The backstory of humans forever abandoning Earth while supposedly departing on a five-year cruise (Gilligan's Island, anyone?) while diligent little robots tidy up the mess everyone made, is not the story or its answer. It merely sets up the humans' victory condition: coming home. Of course, WALL•E is already home ... but he and his cockroach pet are lonely. And thus we know WALL•E's victory condition: companionship. WALL•E's prospect for companionship -- EVE -- turns out to be a career woman, and not easily impressed, and when we see that even accomplishing her directive isn't enough to satisfy her we realize her victory condition is purpose.
WALL•E is about caring: to get home, the humans must re-learn what home is and care enough to overcome the obstacles to getting there; to obtain a purpose, EVE must care about something beyond her pre-programmed directives; and to win companionship, WALL•E must secure everyone else's victory condition. These things aren't easy. It's been centuries since people have been on the starship Axiom, and its inhabitants all take for granted that they should live on a starship being waited on hand and foot by robots that keep them out of trouble; nobody has an objective for which to strive, and nobody cares about anything beyond the next free food offer. (Get it? On the Starship Axiom, apathetic humans take everything for granted?) And EVE has a very important classified directive to pursue, and lethal powers to achieve it; how can WALL•E hope to impress her? WALL•E's quest for companionship seems only more doomed on the crowded starship: he's immediately classified as a foreign contaminant and beset first by cleaners then by more sinister foes hoping to eject him from the vessel and into the heartless depths of space.
WALL•E is a winner not because it's about people thoughtfully saving the Earth through ecology (they think they are going to grow pizza plants for goodness' sake), but because it offers a Pixar-quality presentation of a story about one underdog against the whole of humanity (and their robot masters) to make someone care. It's a lesson so generic everyone can enjoy it. And it's so universal everyone can feel its truth.
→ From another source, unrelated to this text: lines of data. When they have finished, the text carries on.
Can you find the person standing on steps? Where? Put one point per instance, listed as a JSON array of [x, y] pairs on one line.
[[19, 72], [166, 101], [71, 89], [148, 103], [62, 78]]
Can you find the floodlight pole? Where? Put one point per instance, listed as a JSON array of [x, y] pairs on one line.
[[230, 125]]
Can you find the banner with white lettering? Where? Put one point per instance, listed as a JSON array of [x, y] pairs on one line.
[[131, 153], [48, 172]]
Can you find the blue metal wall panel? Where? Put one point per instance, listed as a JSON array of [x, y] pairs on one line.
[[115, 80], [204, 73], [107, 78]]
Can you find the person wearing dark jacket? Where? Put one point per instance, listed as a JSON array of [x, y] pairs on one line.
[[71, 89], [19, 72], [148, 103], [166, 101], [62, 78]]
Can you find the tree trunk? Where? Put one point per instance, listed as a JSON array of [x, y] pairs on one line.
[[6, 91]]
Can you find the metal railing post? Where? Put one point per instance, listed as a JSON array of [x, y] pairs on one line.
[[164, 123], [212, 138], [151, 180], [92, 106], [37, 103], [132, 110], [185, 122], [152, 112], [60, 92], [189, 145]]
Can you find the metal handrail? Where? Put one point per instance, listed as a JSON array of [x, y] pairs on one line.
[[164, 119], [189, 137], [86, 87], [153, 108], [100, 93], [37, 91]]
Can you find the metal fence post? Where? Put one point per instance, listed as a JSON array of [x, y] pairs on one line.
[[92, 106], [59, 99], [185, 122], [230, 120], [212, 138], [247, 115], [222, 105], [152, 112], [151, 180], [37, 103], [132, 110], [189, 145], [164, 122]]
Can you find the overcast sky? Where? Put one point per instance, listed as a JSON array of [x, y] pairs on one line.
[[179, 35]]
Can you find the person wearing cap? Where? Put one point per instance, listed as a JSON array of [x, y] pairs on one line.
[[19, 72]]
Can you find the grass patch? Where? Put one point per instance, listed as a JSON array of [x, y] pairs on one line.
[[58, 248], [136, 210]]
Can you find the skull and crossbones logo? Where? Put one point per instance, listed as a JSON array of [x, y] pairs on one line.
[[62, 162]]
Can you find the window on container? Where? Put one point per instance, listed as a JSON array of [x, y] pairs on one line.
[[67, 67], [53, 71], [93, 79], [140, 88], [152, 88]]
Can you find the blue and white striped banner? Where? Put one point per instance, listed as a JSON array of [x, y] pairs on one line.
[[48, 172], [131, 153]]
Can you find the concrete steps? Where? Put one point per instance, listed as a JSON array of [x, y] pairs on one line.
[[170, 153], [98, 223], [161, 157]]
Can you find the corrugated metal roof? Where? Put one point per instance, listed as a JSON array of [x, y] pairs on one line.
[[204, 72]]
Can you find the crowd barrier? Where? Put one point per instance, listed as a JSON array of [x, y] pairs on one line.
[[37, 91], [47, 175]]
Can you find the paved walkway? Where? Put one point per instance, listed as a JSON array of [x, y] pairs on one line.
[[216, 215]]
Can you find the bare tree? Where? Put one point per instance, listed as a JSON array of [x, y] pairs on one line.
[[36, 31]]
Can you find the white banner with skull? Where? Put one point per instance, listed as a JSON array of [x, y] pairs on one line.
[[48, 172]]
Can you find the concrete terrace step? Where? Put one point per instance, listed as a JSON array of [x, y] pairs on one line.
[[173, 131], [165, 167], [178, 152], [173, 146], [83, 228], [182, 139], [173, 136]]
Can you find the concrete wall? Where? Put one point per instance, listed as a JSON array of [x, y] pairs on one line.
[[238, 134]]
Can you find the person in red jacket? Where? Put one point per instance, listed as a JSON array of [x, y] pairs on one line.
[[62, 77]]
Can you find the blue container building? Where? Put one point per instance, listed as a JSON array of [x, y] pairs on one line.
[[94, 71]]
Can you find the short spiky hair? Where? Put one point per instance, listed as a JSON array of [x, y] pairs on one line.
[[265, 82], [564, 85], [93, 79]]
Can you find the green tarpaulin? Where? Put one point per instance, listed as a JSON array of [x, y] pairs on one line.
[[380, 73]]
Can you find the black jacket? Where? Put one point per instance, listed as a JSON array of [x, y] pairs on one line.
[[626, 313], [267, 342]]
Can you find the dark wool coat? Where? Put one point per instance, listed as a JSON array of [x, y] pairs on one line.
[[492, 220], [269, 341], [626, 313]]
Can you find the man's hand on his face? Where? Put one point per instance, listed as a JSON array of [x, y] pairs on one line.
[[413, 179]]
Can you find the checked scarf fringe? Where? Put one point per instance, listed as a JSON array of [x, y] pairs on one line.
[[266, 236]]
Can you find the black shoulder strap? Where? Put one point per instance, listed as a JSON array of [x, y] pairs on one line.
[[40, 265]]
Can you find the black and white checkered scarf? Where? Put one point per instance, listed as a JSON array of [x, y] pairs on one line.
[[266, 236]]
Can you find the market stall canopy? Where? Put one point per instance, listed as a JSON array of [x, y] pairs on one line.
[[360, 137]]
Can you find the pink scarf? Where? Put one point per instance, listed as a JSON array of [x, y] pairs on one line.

Check out WALL•E. It's a love story about living, not surviving -- it's about having something to care about and doing something about it. It's a true story about things that never happened. It's the best kind of story there is.
[1] Where Monsters Inc. was about love and ethics and duty and betrayal and redemption, Dreamworks' ogre-movie was about fart jokes (from the opening scene, no less), short jokes, and gags that were only funny because you liked the movie from which they were cribbed. I'm not saying the flick wasn't a big hit for Dreamworks, or that the long line of sequels we should expect highlighting these characters in the future won't be a financial bonanza, but as I was told an observer once said of Baryshnikov’s thirteen-pirouette trick, "Yes, Misha -- but is it art?" (Baryshnikov was definitely capable of art. As presented, however, the thirteen-pirouette trick when I saw it wasn't so much art as an unquestionably astounding feat of technical accomplishment. Bench-pressing a car might be impressive, but that's not art, either.) I'll not begrudge Dreamworks its profit -- it does entertain -- but it's not the sort of thing I expect will, like Fantasia (and probably Fantasia 2000), still be viewed with awe by a future generation.
[2] The political digs are present ("Stay the course!") but are such a sideshow as to fade into background. Yes, the dufus CEO of the company that's sent everyone on Axiom to escape the irritations of the real world for five years while a (failed) cleanup attempt is undertaken has been given some lines and costuming seemingly calculated to remind one of the current Commander-in-Chief, but the gags are sufficiently understated that the next generation won't think they're missing a joke, they won't notice the issue at all when they view the unaltered film. This can't be said about some of the dated gags pulled in other flicks.